Source:
https://scmp.com/news/china/diplomacy/article/3191942/behind-scenes-book-reveals-us-britain-battle-over-huawei-5g
China/ Diplomacy

Behind-the-scenes book reveals US-Britain battle over Huawei 5G

  • Senior intelligence officials among those pressured by the Donald Trump administration to ban the Chinese telecoms giant from British network
  • Author’s sources say senior Washington figures had no interest in policy discussion or a compelling reason to ban the company
Britain eventually did not use Huawei in its 5G telecoms networks, after it was initially greenlit by former prime minister Boris Johnson in 2020. Photo: Bloomberg

A book by a UK-based journalist has shed light on the pressure applied by Washington to have China’s Huawei Technologies Co. banned from Britain’s 5G network.

In The Secret History of the Five Eyes, Richard Kerbaj describes a “policy disruption mission” by a White House delegation to London in 2019, which included a five-hour meeting with senior officials from GCHQ, one of Britain’s spy services.

British intelligence maintained it could manage the risks of using Huawei’s 5G kit, unlike three of its partners in the Five Eyes intelligence alliance – Australia, New Zealand and the US – which had already banned the tech giant on national security grounds.

But, according to a senior British intelligence official who was at the meeting, “the message was, ‘we don’t want you to do this [accept Huawei], you have no idea how evil China is’”.

The unnamed official described the meeting, with former US National Security Council Asia director Matthew Pottinger, as “five hours of shouting with a prepared, angry and weirdly non-threatening script”.

“We tried to offer a policy discussion but Pottinger didn’t care,” the official told Kerbaj, whose journalism focuses on security issues.

In a letter to The Sunday Times last week, Pottinger described Kerbaj’s account as “one-sided and inaccurate” and denied shouting during the meeting.

“It is true that the US pressed the UK to refrain from using the Chinese company’s gear in British 5G networks. That’s what friends do, especially when so much is at stake,” said Pottinger, who was seen as a main driver of the Donald Trump administration’s hawkish approach to China.

He is among a handful of former White House officials who were sanctioned by Beijing after the end of Trump’s presidency, alongside secretary of state Mike Pompeo and national security adviser John Bolton.

Britain eventually gave up on using Huawei in its telecoms networks, after US sanctions on the company meant the National Cyber Security Centre (NCSC) could no longer manage the security risks.

Just months earlier, in January 2020, former British prime minister Boris Johnson had given the company a green light to build the 5G network, despite a divided Conservative Party.

The NCSC’s former chief executive, Ciaran Martin – who was at the Pottinger meeting – told Kerbaj that Britain had been willing to work with the US to counter China’s ambitions in the technology sector, but did not see Huawei’s involvement in the 5G network as “the most important thing in a much wider strategic challenge”.

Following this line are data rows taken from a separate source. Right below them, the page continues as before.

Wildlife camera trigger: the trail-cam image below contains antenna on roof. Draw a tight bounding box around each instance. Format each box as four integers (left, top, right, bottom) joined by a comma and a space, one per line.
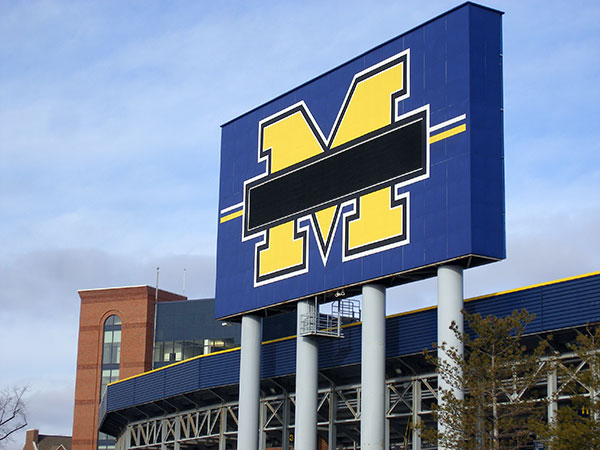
183, 268, 187, 295
155, 267, 160, 301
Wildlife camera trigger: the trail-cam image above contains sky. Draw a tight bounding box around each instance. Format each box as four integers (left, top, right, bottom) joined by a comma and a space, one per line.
1, 0, 599, 448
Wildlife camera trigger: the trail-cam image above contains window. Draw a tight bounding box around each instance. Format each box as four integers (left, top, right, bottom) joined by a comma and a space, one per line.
100, 315, 121, 399
152, 338, 237, 368
98, 431, 115, 449
99, 315, 121, 450
102, 329, 121, 364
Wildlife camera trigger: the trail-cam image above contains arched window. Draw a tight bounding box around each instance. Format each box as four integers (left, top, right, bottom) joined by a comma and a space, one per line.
100, 315, 121, 399
99, 315, 121, 449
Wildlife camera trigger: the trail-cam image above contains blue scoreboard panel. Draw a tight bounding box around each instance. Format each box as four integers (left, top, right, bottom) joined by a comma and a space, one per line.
216, 3, 505, 319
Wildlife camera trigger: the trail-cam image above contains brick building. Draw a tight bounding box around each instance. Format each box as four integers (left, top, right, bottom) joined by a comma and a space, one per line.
71, 286, 186, 450
23, 428, 71, 450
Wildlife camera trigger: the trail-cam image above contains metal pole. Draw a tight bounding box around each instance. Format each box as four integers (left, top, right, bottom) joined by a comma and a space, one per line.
412, 378, 422, 450
328, 388, 337, 450
295, 299, 318, 450
385, 381, 390, 450
282, 394, 290, 450
361, 284, 386, 450
259, 401, 267, 450
547, 366, 558, 425
219, 406, 227, 450
238, 314, 262, 450
592, 360, 600, 422
437, 265, 464, 449
174, 416, 181, 450
125, 427, 131, 450
155, 267, 160, 301
161, 419, 167, 450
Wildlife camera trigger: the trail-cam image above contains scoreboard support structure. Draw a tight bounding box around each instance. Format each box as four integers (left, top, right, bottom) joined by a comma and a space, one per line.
295, 299, 319, 450
238, 315, 262, 450
235, 266, 466, 450
361, 284, 387, 450
437, 265, 465, 449
219, 4, 503, 448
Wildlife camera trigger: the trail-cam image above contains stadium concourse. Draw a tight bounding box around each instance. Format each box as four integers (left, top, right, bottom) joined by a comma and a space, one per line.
98, 271, 600, 450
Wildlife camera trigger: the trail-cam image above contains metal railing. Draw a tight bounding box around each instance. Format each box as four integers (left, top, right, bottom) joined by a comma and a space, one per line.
300, 298, 361, 338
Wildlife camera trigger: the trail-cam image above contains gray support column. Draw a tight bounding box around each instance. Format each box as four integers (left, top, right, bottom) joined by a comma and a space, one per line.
328, 388, 337, 450
238, 314, 262, 450
174, 416, 181, 450
437, 265, 464, 448
361, 284, 386, 450
259, 400, 267, 450
592, 362, 600, 422
282, 394, 290, 450
219, 406, 227, 450
125, 427, 131, 450
385, 382, 390, 450
412, 379, 422, 450
295, 299, 319, 450
161, 419, 167, 450
547, 366, 558, 425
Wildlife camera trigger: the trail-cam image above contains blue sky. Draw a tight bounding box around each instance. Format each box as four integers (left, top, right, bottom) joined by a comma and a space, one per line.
1, 1, 599, 447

According to Kim Darroch, the British ambassador to the US from 2016 to 2019, pressure from the US to dump Huawei had been building for years.

In the book, Darroch recounts a meeting with H.R. McMaster – Trump’s national security adviser from February 2017 to April 2018 – who raised the issue and explained to him why the US believed Britain should ban the company.

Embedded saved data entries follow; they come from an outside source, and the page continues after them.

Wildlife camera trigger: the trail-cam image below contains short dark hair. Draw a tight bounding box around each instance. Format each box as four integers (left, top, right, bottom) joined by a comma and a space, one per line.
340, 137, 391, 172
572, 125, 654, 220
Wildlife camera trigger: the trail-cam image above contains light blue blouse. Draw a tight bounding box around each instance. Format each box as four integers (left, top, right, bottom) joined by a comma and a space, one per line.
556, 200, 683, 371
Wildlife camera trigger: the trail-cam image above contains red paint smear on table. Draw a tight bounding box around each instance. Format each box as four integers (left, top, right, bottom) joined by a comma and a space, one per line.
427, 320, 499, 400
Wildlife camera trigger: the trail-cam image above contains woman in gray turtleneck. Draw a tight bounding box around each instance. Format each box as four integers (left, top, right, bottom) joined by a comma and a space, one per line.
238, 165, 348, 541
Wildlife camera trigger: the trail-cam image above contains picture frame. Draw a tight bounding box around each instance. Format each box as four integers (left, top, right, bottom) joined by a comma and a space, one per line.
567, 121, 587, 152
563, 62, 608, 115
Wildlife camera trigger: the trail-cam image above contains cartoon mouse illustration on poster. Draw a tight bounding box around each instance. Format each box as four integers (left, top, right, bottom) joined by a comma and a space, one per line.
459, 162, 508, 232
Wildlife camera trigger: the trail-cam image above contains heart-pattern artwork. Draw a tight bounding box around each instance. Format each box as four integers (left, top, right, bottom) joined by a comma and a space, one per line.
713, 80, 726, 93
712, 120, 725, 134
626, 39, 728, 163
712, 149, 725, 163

“The Americans had no compelling technical arguments for banning Huawei” during his term as ambassador, Darroch said.

Responding to the book, Lu Xiang, a US studies researcher at the state-owned think tank the Chinese Academy of Social Sciences, said preventing the growth of companies like Huawei had been Washington’s priority.

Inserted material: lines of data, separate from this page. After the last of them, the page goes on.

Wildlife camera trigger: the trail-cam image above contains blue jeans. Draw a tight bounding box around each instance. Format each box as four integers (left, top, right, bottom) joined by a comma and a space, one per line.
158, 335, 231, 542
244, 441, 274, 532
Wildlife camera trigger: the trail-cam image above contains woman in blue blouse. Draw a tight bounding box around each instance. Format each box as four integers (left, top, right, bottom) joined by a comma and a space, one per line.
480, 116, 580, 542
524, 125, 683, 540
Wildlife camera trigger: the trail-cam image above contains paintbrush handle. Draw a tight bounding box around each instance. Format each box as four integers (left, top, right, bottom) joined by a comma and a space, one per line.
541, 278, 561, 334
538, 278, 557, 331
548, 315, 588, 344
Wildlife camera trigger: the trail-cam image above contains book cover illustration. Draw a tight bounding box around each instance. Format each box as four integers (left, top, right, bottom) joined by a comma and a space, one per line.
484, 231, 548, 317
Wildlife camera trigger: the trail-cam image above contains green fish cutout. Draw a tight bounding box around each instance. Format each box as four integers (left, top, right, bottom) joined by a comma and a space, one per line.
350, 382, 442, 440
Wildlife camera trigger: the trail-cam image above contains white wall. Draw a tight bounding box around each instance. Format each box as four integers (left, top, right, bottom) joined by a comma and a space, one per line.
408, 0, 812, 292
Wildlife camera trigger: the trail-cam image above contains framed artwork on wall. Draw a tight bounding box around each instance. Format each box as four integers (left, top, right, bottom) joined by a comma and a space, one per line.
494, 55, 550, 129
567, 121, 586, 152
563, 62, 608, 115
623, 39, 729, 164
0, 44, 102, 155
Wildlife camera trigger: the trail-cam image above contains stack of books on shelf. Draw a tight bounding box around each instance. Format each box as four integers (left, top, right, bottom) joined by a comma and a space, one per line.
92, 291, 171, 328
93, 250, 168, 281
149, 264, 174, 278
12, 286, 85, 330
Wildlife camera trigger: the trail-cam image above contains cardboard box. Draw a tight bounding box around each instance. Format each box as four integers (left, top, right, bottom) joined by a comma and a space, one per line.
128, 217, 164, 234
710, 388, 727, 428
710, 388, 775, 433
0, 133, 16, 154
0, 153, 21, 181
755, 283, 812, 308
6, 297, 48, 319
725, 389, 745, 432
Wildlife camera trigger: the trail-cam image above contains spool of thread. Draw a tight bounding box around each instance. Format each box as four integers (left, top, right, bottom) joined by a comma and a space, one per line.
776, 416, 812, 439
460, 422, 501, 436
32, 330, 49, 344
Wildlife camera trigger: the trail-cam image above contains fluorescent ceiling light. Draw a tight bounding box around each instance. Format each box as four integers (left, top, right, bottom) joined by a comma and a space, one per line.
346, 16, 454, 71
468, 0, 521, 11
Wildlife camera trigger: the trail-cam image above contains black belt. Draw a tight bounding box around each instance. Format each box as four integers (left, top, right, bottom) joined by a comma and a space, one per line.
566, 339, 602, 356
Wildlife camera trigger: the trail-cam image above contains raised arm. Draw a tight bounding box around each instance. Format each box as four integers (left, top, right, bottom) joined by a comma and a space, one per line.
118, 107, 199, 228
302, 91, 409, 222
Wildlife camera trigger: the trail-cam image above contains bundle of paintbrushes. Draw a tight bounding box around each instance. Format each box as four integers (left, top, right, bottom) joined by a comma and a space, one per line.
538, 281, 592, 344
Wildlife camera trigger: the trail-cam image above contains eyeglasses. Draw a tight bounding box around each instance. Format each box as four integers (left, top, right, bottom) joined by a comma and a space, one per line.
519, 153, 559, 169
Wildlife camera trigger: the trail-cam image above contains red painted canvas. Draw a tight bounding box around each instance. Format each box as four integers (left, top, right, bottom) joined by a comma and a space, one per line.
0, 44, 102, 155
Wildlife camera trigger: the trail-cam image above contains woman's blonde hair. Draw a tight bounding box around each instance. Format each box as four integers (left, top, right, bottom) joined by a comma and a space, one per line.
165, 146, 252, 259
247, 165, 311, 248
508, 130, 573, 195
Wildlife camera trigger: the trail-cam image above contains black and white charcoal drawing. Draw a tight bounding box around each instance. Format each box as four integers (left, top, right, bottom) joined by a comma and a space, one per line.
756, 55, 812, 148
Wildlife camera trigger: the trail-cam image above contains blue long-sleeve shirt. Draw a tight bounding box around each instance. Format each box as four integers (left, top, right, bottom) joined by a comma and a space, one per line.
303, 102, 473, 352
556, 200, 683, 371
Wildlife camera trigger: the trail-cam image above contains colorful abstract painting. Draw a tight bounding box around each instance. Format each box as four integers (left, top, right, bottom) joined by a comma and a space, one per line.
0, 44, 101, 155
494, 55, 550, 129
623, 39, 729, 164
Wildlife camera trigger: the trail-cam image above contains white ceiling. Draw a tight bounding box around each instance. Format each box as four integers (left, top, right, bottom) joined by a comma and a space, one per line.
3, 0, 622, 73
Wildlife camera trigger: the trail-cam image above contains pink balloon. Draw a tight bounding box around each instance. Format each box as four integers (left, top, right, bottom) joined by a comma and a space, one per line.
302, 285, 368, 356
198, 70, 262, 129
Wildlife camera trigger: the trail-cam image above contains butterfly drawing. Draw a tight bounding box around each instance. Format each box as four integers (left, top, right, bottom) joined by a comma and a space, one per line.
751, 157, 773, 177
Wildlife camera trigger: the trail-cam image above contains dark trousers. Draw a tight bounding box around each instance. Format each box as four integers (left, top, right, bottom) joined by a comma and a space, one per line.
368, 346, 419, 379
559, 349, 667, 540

“Not letting companies such as Huawei grow – that’s the most important aim for the US,” he said.

“In the area of 5G, if the US allowed Huawei to become stronger, then it would have no means of catching up. When its staunchest ally is using Huawei’s 5G technology and the US isn’t, the US would be put in a passive position.”

But Lu pointed out that China did not see the issue as primarily a security one, after the “golden era” of Britain-China ties under former British prime minister David Cameron.

“The Five Eyes is not as monolithic as it was,” he said.

Zeno Leoni, a lecturer at King’s College London’s defence studies department, said the book showed the US saw China as a challenge, while Britain viewed the country as a “systemic competitor” – a term used in its post-Brexit strategy review.

“It will be very self-harmful to neglect China, the Chinese economy – so the UK can’t really do that. I think what we’re seeing and what we will see is a degree of strategic ambiguity by which the UK continues to trade with China as much as it can,” he said.

“Occasionally, the United States, or maybe UK security services, will flag some sensitive areas and some sensitive issues.”

Leoni said coalitions and alliances such as the Five Eyes allowed individual countries to cooperate on future technologies and strategic industries – and even to decouple from China – to address security threats from the country.

“That’s why it’s very important to have a cohesive coalition,” he said.